Eggs, Butter, Flour, Sugar, Vanilla, and Family

Last night I made one of many batches of sugar cookies. In my family, it's a BIG tradition. It seems that every year about a bazillion or so cookies are baked, iced, and decorated. In fun shapes like santas, bells, Christmas trees, stars, angels, and gingerbread men. (We have a fun game where we decorate some gingerbread men to be anatomically correct :P)

I've been struggling with the Away-From-Home-Christmas blues lately....pretty strongly, in fact, and I needed something to cheer me up and help me feel like I wasn't so incredibly far away from home. I have been sharing my Christmas traditions with my staff and co-workers, in exchange for their Christmas traditions, and I've trying to look at this as an experience of a lifetime....Imagine, spending Christmas 15,000km away from home, in a foreign culture, and amazingly beautiful country. What an adventure. Don't get me wrong....I know I am blessed and I know I am lucky for this opportunity.

But some days... okay, most days over the past week or so... the adventure side of things hasn't really been enough to keep me from being sad about missing my family. So, next up on the agenda was making sugar cookies. What a better way to get into the festive mood?

I'll admit, there were some points during the sugar-cookie-baking process where I nearly teared up, but (surprisingly), I didn't. I started and stopped a few times, making excuses that I didn't have the stuff that I needed, that I was too tired, or that I just didn't feel like it.....

But some how, they got made.

It was very different making sugar cookies without my family (also, I had no measuring cup, an oven with only Chinese instructions/buttons, no cookie cutters, and no cookie sheet!), but they turned out to be a success. They are currently in the freezer waiting to be iced and decorated. I'm going to make a few more batches and then hand them out to some of my Malagasy and Expat friends over the holidays. I'm especially looking forward to giving some out to my Malagasy friends and explaining the history behind them.

So....last night I went to bed smelling like vanilla, butter, and sugar. And I felt pretty proud of myself for trying to do something to get myself out of my Christmas blues.

This morning, I got some truly sad news. Two of my co-workers lost one of their parents over the weekend. This is very tragic news, especially because one of them is from the Philippians and she won't get home for a few days.

I was able to catch my Filipino collegue before she left, I gave her a quick hug and told her how sorry I was for her loss.
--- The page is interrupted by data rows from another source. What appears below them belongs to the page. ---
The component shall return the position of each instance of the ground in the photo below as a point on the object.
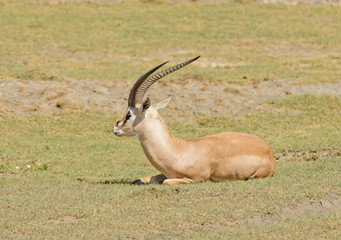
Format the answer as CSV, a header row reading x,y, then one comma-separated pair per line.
x,y
66,69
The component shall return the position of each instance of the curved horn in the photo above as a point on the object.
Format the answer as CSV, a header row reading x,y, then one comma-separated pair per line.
x,y
132,95
145,85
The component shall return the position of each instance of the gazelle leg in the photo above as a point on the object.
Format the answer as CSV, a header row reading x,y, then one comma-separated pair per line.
x,y
151,179
177,181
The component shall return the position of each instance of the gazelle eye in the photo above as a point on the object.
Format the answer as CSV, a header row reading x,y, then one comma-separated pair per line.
x,y
127,117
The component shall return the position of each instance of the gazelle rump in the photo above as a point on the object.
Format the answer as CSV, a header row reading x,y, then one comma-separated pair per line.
x,y
222,156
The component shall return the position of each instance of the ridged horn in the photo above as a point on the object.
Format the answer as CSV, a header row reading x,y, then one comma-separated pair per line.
x,y
132,95
146,84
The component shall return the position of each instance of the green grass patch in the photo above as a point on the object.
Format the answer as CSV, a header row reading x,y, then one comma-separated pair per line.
x,y
77,183
121,41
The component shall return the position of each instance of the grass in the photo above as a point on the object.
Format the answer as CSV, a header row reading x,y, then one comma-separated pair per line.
x,y
83,190
119,41
77,185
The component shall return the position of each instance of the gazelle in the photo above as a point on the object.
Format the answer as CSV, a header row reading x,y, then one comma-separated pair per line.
x,y
222,156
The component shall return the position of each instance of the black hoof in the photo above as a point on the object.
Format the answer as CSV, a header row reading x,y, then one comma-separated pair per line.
x,y
137,182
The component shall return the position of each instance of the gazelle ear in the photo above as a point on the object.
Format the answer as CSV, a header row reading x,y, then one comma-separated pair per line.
x,y
162,103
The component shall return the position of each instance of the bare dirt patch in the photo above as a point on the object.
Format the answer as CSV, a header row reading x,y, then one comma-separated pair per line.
x,y
307,155
66,219
309,207
191,95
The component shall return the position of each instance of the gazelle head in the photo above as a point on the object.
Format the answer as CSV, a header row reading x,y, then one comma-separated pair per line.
x,y
138,108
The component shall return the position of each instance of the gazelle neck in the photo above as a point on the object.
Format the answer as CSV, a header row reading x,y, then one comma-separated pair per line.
x,y
159,145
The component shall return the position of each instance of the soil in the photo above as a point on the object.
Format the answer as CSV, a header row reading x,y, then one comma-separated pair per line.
x,y
192,96
310,207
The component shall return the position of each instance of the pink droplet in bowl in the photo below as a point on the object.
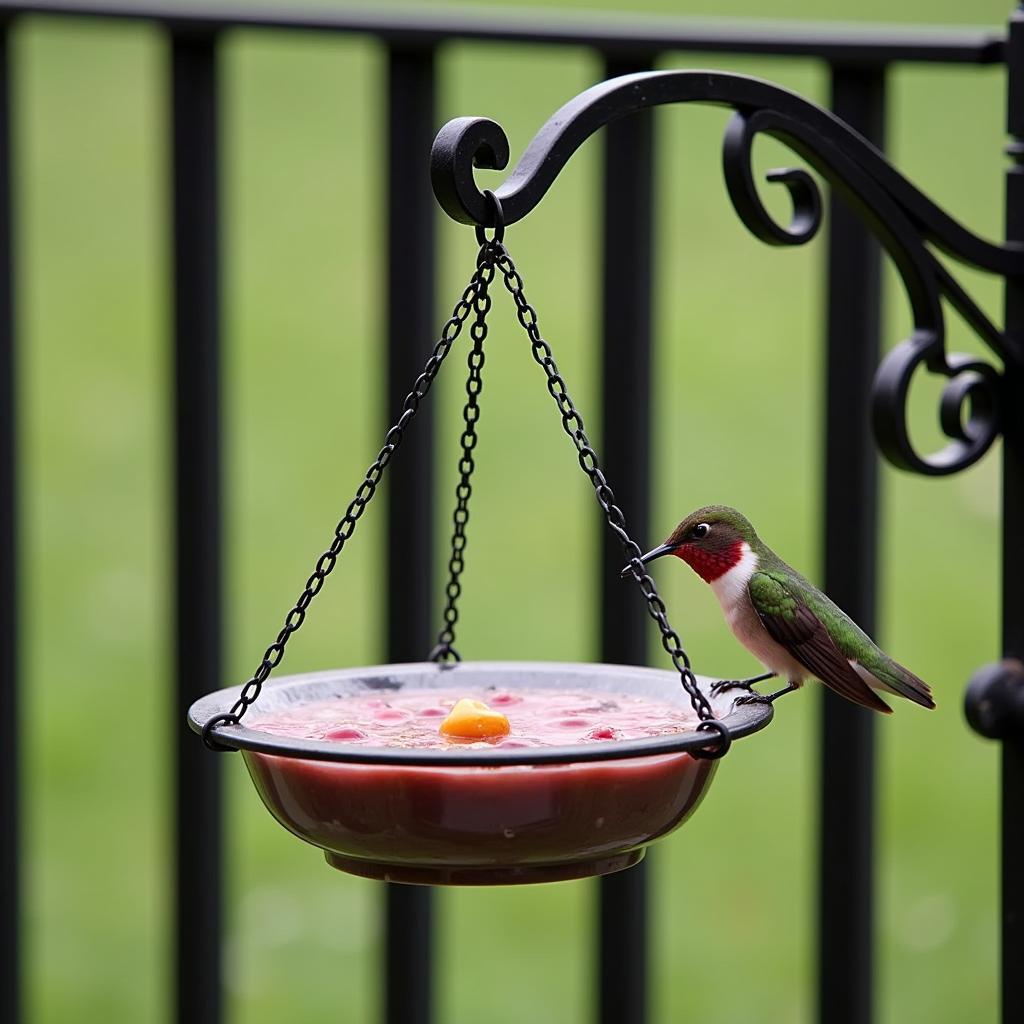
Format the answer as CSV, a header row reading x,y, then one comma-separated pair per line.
x,y
345,732
390,715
As I choked back tears, I felt speechless, but somehow I managed to try and stay positive, telling her that she will be with her family very soon, and that I hoped that she was kind to herself and that I would be thinking about her over the holidays. She is in for a very, very rough Christmas. Her mother is passed away, so it just her and her brother. She is a very, very kind person, and I was surprised to realize how much I cared about her and her well being. I guess things like that can sneak up on you.

So while I'm thinking about my holidays and being sad that I'm not with my family, I am at the very least comforted to know, that they are on the other side of the world thinking about me, and that I'll see them in March, and that they are just a phone call or an email away.... and doing just fine.

So this year, even though I'm not celebrating the holidays together, the fact that we'll get to see each other in a few months, is something to be amazingly thankful for.